According to multiple
Freedom of Information Act requests submitted to the city by local media and by Shornak, the breakdown of the tab was $10,473 for menu and space at The Boathouse; $3,200 for portfolio and pen sets given to the volunteers as gifts; $1,445 for bottles; and slightly more than $76 for gift bags from Amazon.com. The total cost amounted to $48 per guest.
The records show that past dinners cost much less. A 2009 dinner held at the Sunlight Elks Lodge cost $14 without china and $15.50 with china per person, and a cash bar at no cost to the city. Dinners held between 1999 and 2003 had a total cost between $1,000 and $3,000.
This year's was the first volunteer dinner hosted by the city since 2013.
The planning committee consisted of City Manager John M. Altman Jr., Assistant City Manager Charles Dane, Vice Mayor Jasmine E. Gore, Councilor Janice Denton, City Clerk Ronnieye Arrington and Assistant City Clerk Frazelle Hampton.
Dane said he was only partially involved in the planning. He acknowledged that the dinner could have been done much cheaper elsewhere, but with the large number of people expected to attend, a larger venue and additional details were needed.
Dane said he was asked “to call The Boathouse and see if I could get a better price per person. I didn’t do a lot of the planning or anything, but I can say the price per person dropped significantly.
“Yes, it’s expensive to do a benefit like that no matter where you hold it. I think the price was reasonable for the number of people that were involved.”
Denton said she had no idea that the dinner would turn out as expensive as it did. She said she and others had discussed the idea of cooking the dinner themselves and having the city only pay for the meals, but that never materialized. She also said there was never an occasion when the committee sat down together to discuss the agenda, adding that the details were done through general consensus.

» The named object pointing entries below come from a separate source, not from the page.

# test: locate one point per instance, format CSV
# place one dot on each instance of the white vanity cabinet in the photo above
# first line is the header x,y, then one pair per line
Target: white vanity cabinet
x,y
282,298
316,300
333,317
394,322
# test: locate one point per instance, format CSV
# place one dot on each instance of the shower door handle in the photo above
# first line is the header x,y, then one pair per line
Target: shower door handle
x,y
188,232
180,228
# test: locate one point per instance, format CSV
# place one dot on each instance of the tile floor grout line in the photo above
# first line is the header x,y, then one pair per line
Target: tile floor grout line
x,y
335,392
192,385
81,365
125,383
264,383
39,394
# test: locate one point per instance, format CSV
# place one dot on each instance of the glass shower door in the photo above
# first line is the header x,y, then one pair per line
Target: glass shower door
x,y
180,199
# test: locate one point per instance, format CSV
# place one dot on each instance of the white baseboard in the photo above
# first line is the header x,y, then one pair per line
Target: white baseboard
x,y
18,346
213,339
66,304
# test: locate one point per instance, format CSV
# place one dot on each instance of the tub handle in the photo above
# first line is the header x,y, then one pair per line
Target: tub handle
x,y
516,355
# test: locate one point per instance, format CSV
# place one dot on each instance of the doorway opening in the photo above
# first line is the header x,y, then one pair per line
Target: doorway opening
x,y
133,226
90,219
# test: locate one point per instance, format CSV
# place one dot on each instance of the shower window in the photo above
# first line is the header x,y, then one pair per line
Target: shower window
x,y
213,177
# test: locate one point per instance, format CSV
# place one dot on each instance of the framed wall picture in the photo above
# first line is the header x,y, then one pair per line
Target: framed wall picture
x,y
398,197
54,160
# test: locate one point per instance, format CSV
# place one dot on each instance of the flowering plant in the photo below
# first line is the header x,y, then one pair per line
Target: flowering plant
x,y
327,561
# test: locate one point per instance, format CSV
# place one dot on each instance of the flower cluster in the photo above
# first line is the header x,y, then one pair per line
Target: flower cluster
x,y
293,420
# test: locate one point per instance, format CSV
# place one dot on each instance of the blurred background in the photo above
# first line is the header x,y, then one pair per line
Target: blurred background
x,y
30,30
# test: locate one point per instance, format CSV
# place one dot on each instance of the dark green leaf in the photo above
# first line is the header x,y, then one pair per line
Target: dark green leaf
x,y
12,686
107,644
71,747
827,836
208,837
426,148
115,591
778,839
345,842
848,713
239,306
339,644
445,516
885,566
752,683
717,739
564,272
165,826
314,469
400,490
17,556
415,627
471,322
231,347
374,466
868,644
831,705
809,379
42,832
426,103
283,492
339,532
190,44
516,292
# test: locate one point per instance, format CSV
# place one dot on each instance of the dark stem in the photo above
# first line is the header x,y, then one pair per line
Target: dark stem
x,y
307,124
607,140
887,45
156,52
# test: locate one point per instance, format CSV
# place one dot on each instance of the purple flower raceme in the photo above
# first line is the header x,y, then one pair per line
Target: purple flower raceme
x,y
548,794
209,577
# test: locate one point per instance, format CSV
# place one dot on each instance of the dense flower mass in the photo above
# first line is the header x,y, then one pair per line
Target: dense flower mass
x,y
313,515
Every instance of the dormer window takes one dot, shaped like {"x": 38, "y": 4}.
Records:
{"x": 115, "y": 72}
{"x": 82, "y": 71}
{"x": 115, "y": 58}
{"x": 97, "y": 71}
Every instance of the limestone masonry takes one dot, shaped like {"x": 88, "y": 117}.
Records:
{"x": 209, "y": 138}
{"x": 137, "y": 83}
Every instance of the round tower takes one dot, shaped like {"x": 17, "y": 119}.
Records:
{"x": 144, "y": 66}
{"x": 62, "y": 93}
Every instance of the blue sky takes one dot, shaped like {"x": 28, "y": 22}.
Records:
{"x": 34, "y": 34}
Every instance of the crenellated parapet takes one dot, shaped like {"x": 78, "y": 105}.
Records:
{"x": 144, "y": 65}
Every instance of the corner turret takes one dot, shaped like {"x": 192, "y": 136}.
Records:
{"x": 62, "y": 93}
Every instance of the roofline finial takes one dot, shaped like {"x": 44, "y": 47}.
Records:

If the costs were going to surpass the anticipated allotment, Denton said, the committee should have come back to council to ask for more money.
“I think sometimes we lacked communication as a group because we never really sat down and had a meeting to make some decisions,” Denton said, adding that she was “100 percent against” having the dinner at The Boathouse.
Other members of council said they were unaware of concerns over the dinner until after it happened.
Councilor Anthony J. Zevgolis said he had no involvement with the dinner preparation but supports appreciating the service of the city’s volunteers and still supports the dinner.
“I have not received any comments from anyone in regards to this dinner being held,” he said.
Councilor Christina J. Luman-Bailey, who was mayor of Hopewell the last time a volunteer dinner was held, said she did not recall the budget of previous dinners, but she said all of council attended because they all wanted to thank the volunteers.
Arrington said the dinner was authorized by council, but no one on council contacted her to ask about the details.
“At no point did any councilor say, ‘You know what, Ronnieye? You’re spending more money than we want,’” Arrington said. “Nobody asked me.”
Arrington said this year’s dinner costs ran higher “because we knew we were using salary savings. Had the event been budgeted, we would have operated within those confines.”
Councilor Brenda Pelham said she was aware of community disapproval over the dinner, but she believes the sentiment for the volunteers is a great token of appreciation, and the committee “did an awesome job in preparing it.” The disapproval hasn’t changed her mind.
“When you look at the individual cost per volunteer, you will find that it is a minimal amount paid for the hours of sacrifice in serving the city, the time spent away from family, and the use of each member’s automobile,” Pelham said.
“This equates to a simple thanks or thank-you for your service. We have not recognized these volunteers in five or more years. Therefore, the annual amount would be very much equivalent to the norm that we spent in the past.”
Arrington said the message of the dinner is where people should be focused. “I’m sorry this happened, and I hope people will remember what the intent was and not get hung up on how it ended,” she said.
Lyndon German is a staff writer for the Hopewell Herald and Prince George Post.